As soon as these technologies are deployed in the “wild and wooly chaos of the classroom setting,” however, results change. The strict contextual restrictions of a scientific study disappear, and users inevitably find applications and approaches never envisioned by researchers. Any meaningful evaluation of these technologies, therefore, has to take the real world into account.

This is also true in other types of AI evaluation, Madaio said, including the popular generative models that produce images or text. Many such models are, or at least ideally should be, shaped and improved by evaluation—by human input determining whether generated content is or is not accurate. 

But Madaio said this binary evaluative framework is often insufficient and may even be based on a definition of “accuracy” that is not meaningful. He pointed to generated images of cultures outside the Global North, which may be deemed “accurate” only because they align with generally available information like whether a particular physical landmark is situated in a given country. Evaluators may not know enough to detect inaccuracies, to spot incongruities like mismatched cultural markers or to recognize an image’s harmful connotations. Such content, spreading unchecked, can then shape perceptions of the cultures it depicts. 

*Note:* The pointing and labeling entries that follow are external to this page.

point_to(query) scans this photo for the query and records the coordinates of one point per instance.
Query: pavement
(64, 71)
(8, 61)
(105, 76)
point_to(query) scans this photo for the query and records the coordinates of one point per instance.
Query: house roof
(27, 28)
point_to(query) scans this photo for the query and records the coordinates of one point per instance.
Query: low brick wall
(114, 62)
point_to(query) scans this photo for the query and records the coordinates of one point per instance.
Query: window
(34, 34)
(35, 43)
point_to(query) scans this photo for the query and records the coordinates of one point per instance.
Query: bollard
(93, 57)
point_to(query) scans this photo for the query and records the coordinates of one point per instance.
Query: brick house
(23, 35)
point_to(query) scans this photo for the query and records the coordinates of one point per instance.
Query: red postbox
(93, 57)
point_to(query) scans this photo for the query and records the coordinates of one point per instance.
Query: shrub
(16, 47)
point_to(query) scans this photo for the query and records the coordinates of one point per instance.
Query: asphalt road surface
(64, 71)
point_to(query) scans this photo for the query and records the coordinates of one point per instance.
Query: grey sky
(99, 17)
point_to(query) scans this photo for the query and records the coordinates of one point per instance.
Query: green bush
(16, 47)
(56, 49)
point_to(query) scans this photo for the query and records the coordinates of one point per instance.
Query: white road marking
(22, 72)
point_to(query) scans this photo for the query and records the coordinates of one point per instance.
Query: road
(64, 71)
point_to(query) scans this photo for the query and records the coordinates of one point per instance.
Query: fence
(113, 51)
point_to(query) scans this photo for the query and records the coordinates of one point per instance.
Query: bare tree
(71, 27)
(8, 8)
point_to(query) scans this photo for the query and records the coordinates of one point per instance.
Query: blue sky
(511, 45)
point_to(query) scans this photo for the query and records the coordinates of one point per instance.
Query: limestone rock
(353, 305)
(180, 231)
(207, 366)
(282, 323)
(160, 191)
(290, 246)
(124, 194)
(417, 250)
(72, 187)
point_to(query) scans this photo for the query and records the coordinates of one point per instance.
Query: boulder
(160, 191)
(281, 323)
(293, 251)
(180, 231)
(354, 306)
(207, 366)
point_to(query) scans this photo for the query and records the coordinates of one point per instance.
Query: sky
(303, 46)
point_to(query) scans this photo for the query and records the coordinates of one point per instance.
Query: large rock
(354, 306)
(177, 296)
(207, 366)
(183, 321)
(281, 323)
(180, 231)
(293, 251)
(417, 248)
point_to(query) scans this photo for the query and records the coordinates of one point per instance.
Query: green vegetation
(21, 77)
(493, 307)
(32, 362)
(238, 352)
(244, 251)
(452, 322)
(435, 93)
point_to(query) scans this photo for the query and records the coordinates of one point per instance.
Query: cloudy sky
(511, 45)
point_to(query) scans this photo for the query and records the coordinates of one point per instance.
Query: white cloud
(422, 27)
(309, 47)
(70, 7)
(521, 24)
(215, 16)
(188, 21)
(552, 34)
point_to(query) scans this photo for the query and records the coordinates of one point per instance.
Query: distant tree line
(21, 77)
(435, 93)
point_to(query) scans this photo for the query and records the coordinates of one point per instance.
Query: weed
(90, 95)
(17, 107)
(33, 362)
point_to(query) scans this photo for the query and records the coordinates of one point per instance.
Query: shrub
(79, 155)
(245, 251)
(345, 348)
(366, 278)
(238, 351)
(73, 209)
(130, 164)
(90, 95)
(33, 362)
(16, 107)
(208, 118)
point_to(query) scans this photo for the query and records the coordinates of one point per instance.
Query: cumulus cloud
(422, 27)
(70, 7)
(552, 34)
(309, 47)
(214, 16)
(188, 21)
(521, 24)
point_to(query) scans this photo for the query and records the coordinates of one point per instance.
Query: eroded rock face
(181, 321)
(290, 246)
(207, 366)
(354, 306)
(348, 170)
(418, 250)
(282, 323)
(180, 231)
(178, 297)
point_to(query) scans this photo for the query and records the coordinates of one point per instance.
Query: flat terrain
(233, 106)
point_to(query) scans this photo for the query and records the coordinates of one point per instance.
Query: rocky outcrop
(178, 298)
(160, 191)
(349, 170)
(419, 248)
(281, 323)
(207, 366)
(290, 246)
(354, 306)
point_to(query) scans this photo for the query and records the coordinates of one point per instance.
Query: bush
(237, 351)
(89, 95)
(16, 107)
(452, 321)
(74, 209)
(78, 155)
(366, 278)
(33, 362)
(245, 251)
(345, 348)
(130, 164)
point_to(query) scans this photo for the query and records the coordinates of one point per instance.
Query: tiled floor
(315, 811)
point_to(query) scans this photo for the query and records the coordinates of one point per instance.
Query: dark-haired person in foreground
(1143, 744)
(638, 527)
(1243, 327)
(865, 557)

For a recent study, Madaio and his colleagues held community workshops in three South Asian countries to design new benchmarks and metrics for evaluation, hoping “to develop a richer understanding of what ‘good enough’ means beyond this singular concept of ‘accuracy.’” These workshops eventually resulted in five different evaluation metrics, a framework that could serve as a model for a gold-standard evaluative process. 

“For AI, we have many of these benchmarks for overall performance that the field has landed on that may not actually reflect what good performance looks like,” Madaio said. For him, therefore, the future of the field is participatory, “where you leverage the expertise of a community to design what that metric is, what that benchmark is.” Through that collaborative work, researchers and industry players can design AI that comes closer to a meaningful, shared “ground truth.”